It’s Time To Let Down Your Guard, Not Your Standards, By Building Healthy Boundaries Instead of Walls
In any healthy relationship, maintaining clear personal boundaries is essential, but how do they differ from walls? While walls entirely block intimacy to one’s inner world, boundaries establish the parameters to develop closeness at a pace that feels safe and comfortable. Understanding the nuances empowers healthier relating.
So, what are walls?
Unlike porous boundaries designed to protect inner well-being while allowing for selective intimacy, walls represent impenetrable barriers blocking access entirely. Walls signal unfinished inner work, past betrayal or mismanaged emotions manifesting in self-protection mechanisms ceasing all close relating.
Walls often arise from past hurts and ingrained interaction patterns making emotional availability impossible without first addressing core wounds. Dense walls disallow vulnerability crucial for relationships to deepen meaningfully. Left unaddressed, walls inevitably obstruct bonds from unfolding toward their full potential.

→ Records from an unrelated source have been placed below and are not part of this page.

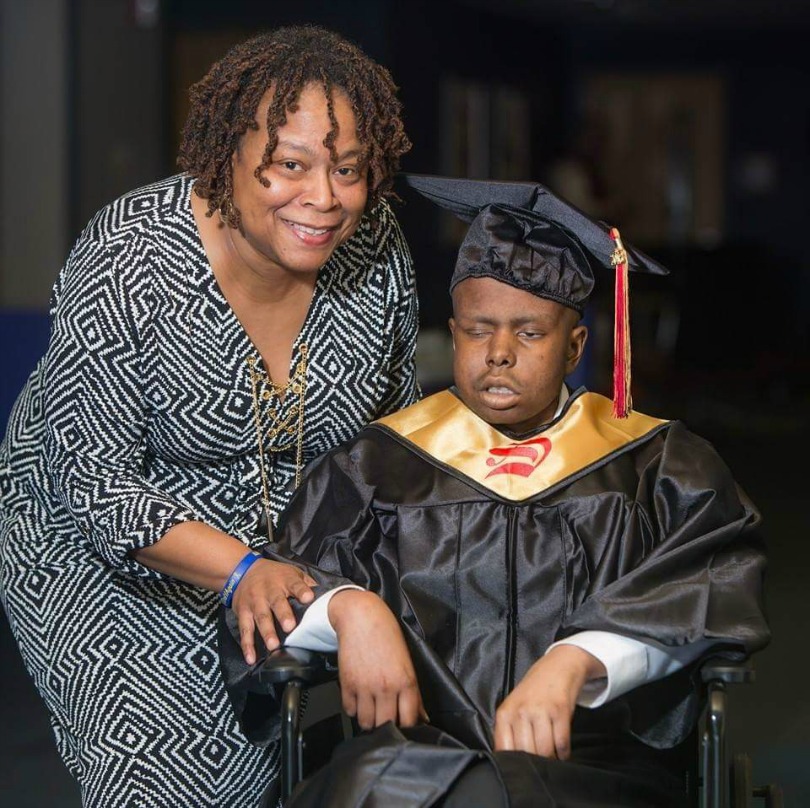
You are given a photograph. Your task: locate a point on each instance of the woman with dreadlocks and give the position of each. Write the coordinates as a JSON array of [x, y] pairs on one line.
[[211, 334]]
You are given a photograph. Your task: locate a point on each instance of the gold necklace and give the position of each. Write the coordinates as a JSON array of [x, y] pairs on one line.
[[297, 385]]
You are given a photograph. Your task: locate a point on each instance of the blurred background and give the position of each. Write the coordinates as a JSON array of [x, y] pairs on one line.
[[684, 122]]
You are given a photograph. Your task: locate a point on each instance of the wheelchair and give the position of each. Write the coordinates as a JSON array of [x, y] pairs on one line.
[[720, 779]]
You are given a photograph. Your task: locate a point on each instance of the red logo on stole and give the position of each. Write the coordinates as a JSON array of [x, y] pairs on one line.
[[519, 458]]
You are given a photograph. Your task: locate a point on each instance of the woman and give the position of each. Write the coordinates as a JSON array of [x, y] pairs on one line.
[[211, 334]]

3 Signs You’re Building Walls:
- You completely shut down or withdraw when faced with conflict or difficult emotions.
- You refuse to let anyone get close or see your vulnerabilities.
- You make blanket rules that prevent intimacy, like “I never talk about my past” or “I don’t do emotional stuff.”
Boundaries, on the other hand, represent flexible guidelines communicating what behaviors or treatment feel acceptable. Boundaries shift as circumstances and closeness levels change over time. For example, early on, discussing traumatic events may cross a boundary, while later in an intimate bond, it represents care and vulnerability.
Boundaries foster connection through transparency of needs and expectations. Each person defines their own limits requiring respect and accommodation. Setting and upholding boundaries prevents resentment, leaves room for growth and facilitates trust.
3 Signs You’re Building Healthy Boundaries:
- You communicate your needs and limits clearly and directly.
- You have flexibility around your boundaries as trust builds in a relationship.
- You uphold your boundaries with compassion, not aggression or harshness.
Rigid walls that barricade the inner world require dismantling to allow intimate bonds to thrive.
The fix: Tear down walls, uphold boundaries.
Boundaries establish safe relating patterns while walls reinforce isolation. Identifying and working through past hurts or attachment issues enables replacing fortress walls with flexible, nuanced boundaries.
Let’s look at a few scenarios with scripts on how to flip your default response from building walls to establishing healthy boundaries:
- Wall: “I’m not going to your family event. I don’t do that kind of thing.” Boundary: “I’m not ready to attend a big family gathering yet. But I’d love to meet your parents for a casual dinner sometime soon.”
- Wall: “Don’t ask me about my ex. That part of my life is over and I never talk about it.” Boundary: “I’m not comfortable going into detail about my past relationship right now. Maybe we could discuss it another time.”
- Wall: “You’re working late again? Forget it, I’m done with this relationship.” Boundary: “I feel disconnected when you work late often. Could we set aside regular couple time? It’s important to me.”
In the above examples, the shift from walling off to protect oneself from potential harm is traded for assertive expression of needs and feelings.
“Boundaries are not walls. They are the personal property lines that allow you to defend your dignity and wholeness without building walls against others. They define what you are willing to put up with from any given person in any given situation.” — Shelly Van Cleve, author of “Boundaries: How to Set Them, How to Keep Them”
Here are 5 steps for setting healthy boundaries:
1. Get clear on your values and needs. Reflect on what is truly important to you and where you need to draw lines to feel respected, safe, and able to show up as your authentic self.
2. Learn to tune into your feelings. Feelings like resentment, anger, discomfort are cues that a boundary has been crossed. Pay attention to these signals.
3. Communicate directly but kindly. When a boundary is crossed, speak up clearly but without blaming. Use “I” statements like “I feel disrespected when…” to explain your perspective.
4. Decide consequences ahead of time. Know what you will do if your boundary continues to be violated, such as removing yourself from the situation. Consistent follow-through is key.
5. Start small and work your way up. Setting boundaries, especially with loved ones, can be tough. Begin with lower-risk scenarios to build confidence before addressing bigger issues.
The key is being proactive rather than waiting to be mistreated. Boundaries pivot the focus to articulating your standards for being treated with care and consideration. With practice, asserting boundaries gets easier and sets the stage for healthier relationships.